Randall Hansen, author of War, Work, and Want: Global Migration from OPEC to Covid-19:
Securing Borders, Securing Power is an outstanding book. It is at once a detailed insider’s account of immigration policy in Arizona and a generalizable account of when securitization strategies succeed and when they fail. These strategies can deliver votes, but they are Faustian pacts that threaten not only immigrants but the Republic itself.
Roxanne Doty, author of The Law Into Their Own Hands: Immigration and the Politics of Exceptionalism:
A timely analysis that broadens our comprehension of how the politics of security works in tandem with “normal politics.” Slaven convincingly bridges these two bodies of literature that often remain distinct from each other and enables a creative and nuanced understanding of the relationships between populism, power, processes of securitization, and possibilities for desecuritization.
Wayne A. Cornelius, University of California, San Diego:
Mike Slaven provides a deeply researched and illuminating account of one of the most disturbing events in the recent history of nativist politics in the United States, which opened a new era of anti-immigrant policy making and political activism in states and cities across the country. His perspective is enriched by personal experience in the practical politics of immigration.

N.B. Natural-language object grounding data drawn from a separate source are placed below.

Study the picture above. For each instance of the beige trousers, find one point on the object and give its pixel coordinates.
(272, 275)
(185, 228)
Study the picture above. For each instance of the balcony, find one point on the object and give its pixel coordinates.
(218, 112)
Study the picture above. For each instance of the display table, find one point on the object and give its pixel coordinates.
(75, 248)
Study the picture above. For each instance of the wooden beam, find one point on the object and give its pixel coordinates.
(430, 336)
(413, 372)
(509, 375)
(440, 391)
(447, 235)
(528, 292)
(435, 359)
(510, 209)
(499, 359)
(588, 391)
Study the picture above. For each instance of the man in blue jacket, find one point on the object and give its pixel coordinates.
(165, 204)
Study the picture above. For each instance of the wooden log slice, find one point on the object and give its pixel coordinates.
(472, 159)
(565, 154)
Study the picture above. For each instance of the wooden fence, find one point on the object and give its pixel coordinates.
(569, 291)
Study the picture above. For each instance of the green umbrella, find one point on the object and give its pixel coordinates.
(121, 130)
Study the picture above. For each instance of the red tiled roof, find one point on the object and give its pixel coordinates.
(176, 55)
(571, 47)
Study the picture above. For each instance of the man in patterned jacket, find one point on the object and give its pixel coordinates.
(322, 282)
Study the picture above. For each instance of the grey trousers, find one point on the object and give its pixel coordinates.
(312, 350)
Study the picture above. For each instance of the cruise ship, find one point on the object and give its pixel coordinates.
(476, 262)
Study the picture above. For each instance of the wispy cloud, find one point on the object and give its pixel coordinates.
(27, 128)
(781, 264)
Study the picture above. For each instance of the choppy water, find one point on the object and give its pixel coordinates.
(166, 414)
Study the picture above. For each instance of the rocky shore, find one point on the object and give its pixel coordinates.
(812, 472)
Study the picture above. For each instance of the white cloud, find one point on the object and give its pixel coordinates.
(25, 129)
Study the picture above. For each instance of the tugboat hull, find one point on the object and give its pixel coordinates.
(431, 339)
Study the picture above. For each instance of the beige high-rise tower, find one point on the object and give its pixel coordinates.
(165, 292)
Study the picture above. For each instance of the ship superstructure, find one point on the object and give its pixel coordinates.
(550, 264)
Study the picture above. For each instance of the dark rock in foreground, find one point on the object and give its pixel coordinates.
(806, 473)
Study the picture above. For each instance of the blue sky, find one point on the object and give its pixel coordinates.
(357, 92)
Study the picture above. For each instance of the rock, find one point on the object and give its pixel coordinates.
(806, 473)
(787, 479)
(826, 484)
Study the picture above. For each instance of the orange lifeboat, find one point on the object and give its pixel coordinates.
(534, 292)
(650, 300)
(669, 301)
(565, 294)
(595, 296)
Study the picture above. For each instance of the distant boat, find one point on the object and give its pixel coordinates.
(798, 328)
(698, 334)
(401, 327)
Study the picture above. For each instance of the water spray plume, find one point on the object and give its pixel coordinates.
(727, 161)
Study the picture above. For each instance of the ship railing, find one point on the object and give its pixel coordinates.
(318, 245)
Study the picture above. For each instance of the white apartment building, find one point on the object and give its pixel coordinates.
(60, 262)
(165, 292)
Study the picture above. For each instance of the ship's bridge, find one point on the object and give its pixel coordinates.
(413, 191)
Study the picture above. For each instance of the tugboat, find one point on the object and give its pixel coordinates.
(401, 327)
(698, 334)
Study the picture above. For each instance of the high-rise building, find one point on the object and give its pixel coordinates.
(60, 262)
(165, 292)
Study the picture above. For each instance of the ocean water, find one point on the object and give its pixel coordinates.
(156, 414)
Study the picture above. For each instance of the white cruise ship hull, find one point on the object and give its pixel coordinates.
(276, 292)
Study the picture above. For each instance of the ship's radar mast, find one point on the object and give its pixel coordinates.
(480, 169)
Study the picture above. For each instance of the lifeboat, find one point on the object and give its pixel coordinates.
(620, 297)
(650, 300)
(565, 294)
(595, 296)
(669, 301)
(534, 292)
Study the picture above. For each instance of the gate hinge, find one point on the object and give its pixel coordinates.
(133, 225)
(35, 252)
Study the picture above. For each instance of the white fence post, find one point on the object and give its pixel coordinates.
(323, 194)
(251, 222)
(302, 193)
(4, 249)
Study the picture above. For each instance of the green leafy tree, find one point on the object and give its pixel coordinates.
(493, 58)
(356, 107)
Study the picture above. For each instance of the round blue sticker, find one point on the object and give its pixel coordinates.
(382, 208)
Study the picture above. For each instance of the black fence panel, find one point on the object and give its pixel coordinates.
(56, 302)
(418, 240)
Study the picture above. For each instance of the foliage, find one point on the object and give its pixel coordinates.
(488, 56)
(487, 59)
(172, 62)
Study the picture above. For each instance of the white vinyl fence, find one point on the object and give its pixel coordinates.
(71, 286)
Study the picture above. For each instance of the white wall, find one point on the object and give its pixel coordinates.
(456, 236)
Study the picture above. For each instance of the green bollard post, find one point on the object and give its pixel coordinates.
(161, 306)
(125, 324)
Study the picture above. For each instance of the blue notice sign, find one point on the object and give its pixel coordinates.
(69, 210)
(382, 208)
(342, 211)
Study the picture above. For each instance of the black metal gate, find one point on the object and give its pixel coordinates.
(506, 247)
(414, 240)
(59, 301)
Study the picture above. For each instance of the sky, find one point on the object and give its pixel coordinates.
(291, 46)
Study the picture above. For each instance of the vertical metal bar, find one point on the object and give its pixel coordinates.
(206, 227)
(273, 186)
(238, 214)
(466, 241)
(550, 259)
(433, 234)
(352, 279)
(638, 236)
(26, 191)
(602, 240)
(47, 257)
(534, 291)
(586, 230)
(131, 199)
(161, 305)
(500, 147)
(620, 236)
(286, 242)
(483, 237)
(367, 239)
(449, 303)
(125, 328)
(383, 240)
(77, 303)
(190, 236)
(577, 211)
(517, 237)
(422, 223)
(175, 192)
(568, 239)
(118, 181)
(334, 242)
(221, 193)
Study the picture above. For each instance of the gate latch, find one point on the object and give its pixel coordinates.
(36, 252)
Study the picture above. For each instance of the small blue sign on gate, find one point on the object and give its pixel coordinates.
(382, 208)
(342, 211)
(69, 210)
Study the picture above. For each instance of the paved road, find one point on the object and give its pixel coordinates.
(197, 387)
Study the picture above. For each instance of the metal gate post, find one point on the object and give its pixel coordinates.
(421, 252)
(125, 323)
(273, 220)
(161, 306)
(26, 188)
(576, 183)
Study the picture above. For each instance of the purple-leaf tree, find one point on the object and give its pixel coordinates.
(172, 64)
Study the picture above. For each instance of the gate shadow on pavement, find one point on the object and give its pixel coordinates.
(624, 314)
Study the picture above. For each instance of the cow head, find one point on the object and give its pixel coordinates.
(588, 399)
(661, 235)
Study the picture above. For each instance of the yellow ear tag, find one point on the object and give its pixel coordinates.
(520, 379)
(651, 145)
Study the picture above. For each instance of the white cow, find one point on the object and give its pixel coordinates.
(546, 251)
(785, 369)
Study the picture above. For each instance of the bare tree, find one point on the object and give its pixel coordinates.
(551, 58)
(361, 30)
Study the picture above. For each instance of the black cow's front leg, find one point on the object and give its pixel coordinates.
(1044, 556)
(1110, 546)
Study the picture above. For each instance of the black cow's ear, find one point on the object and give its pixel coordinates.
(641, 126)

Thierry Balzacq, coeditor of The Oxford Handbook of Grand Strategy:
Mike Slaven has produced a sophisticated and exquisitely crafted explanation of why policy makers and others decide to frame a public problem in security terms and how such choices shift domestic balances of power. The book features a painstaking investigation of Arizona border politics, which sets it well above the best empirically grounded approaches to securitization studies.